You are relaxing with your dog and all the sudden notice his eyes are darting back and forth while his head is still. This can obviously be scary to see as a dog caregiver, and it is important to know this is not normal and to contact your veterinarian as soon as possible.
What Is Nystagmus?
Nystagmus is a medical term that describes when your dog’s eyes move rapidly and uncontrollably. They can move up and down or in a circle, but most commonly seen is side-to-side movement.
The movement can vary between slow and fast, and it generally occurs in both eyes. The eyes may shake more after a sudden movement or position change. Dogs with nystagmus may have a head tilt or turn that accompanies the abnormal eye movement.
Nystagmus, in and of itself, is not a disease but rather a symptom of an underlying problem with the vestibular system, which controls balance. There are a variety of reasons your dog may exhibit problems with this system.
Vestibular disease refers to a sudden, non-progressive disturbance of balance, and nystagmus is commonly seen with this. Problems with this are most commonly seen in senior dogs, with a disease referred to as old-dog vestibular syndrome or canine idiopathic vestibular syndrome.
The vestibular system is responsible for maintaining normal balance, coordinating eye movements, and sensing the position of the head and body in space. The vestibular system has central components located in the brain and peripheral components located in the inner and middle ear. Determining if the problem is originating from inside or outside of the brain will be one of the first steps your vet takes in finding the cause.
Other potential causes for nystagmus including the following:
- Middle/Inner infections
- Head trauma
- Encephalitis (inflammation of the brain)
- Neoplastic tumors
- Inflammatory and viral infections such as canine distemper
- Exposure to toxins
- Stroke (loss of blood flow to part of the brain)
Depending on the underlying cause you may or may not see any other signs accompanying the nystagmus. Dogs with nystagmus may also have other symptoms, including loss of balance, head tilt, vomiting, walking in circles, falling over/disorientation, standing with their legs wide apart, or decreased activity.
Diagnosing the Reason For Your Dog’s Nystagmus
If your dog suddenly starts showing any of the symptoms mentioned above, contact your veterinarian immediately. Your veterinarian will start by performing a thorough exam and obtaining a history on your dog. Your vet may want to run blood work, perform a urinalysis, take radiographs, or obtain a blood pressure reading to check for any concurrent diseases. The examination and testing can help determine if the nystagmus is more consistent with central (in the brain) or peripheral (inner ear or idiopathic) vestibular disease.
Most sudden-onset episodes of nystagmus are caused by idiopathic vestibular disease. "Idiopathic" means that the exact cause of the disease is unknown, This syndrome affects the balance system in your dog's inner ear. A dog suffering from vestibular disease will commonly develop a head tilt, a circling gait, and may not want to eat their food any more. The symptoms are alarmingly similar to those of a stroke, but idiopathic vestibular disease is far more common in elderly dogs than a true stroke.

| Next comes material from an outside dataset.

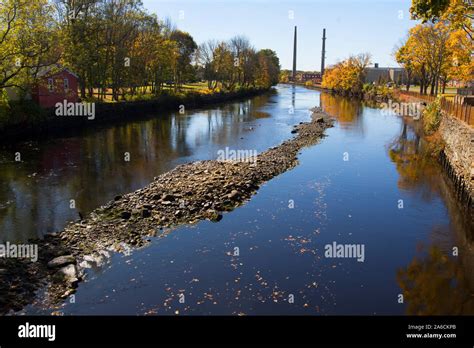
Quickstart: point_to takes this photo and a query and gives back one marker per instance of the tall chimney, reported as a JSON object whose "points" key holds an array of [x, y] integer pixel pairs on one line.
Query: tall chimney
{"points": [[323, 52], [294, 58]]}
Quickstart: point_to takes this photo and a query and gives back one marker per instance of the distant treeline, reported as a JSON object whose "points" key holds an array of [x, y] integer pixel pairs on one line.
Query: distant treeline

Unfortunately, because some causes of nystagmus occur within the brain, a definitive diagnosis can only be made by specialized imaging, such as an MRI or CAT scan in those cases. While these tests are available in veterinary medicine, an owner usually has to go to a referral hospital to have them performed, and the tests can be cost-prohibitive for some.

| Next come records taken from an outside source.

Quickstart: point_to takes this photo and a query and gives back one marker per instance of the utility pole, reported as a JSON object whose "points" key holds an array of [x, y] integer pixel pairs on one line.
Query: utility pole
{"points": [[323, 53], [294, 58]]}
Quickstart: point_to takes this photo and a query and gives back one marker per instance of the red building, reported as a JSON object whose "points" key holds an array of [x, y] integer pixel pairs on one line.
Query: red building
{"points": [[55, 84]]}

Treating your Dog's Nystagmus
How best to treat your dog's nystagmus depends on the severity and cause. Some dogs with mild symptoms may be treated at home with basic supportive care with anti-nausea medications, activity restriction, and supported walks. Hospitalization for supportive care with IV fluids and medications may be recommended for dogs that are more severely affected until they are able to eat and walk on their own. Uncomplicated cases often make good progress toward recovery in the first 2-3 days. Some dogs can be left with a mild head tilt for life, though it generally does not affect their overall quality of life.

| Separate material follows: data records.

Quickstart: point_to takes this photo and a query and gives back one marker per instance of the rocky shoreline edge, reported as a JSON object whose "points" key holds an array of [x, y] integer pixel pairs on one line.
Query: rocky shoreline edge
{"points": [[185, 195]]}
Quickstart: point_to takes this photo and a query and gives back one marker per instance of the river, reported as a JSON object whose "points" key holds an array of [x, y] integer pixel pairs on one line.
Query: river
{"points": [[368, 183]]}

If a specific cause is found for the nystagmus, treatment will be tailored to that. Medications may be recommended for problems like ear infections, hypothyroidism, or high blood pressure. Evaluation by a veterinary neurologist may be recommended for dogs that are showing a central (brain-related) causes for their nystagmus.
Regardless of the reason for your dog's nystagmus, seeking immediate veterinary attention is vital for your dog's health. Whether you see an emergency veterinarian or your regular veterinarian, they can help you figure out what is causing your dog's troubling eye symptoms and how best to tackle the problem.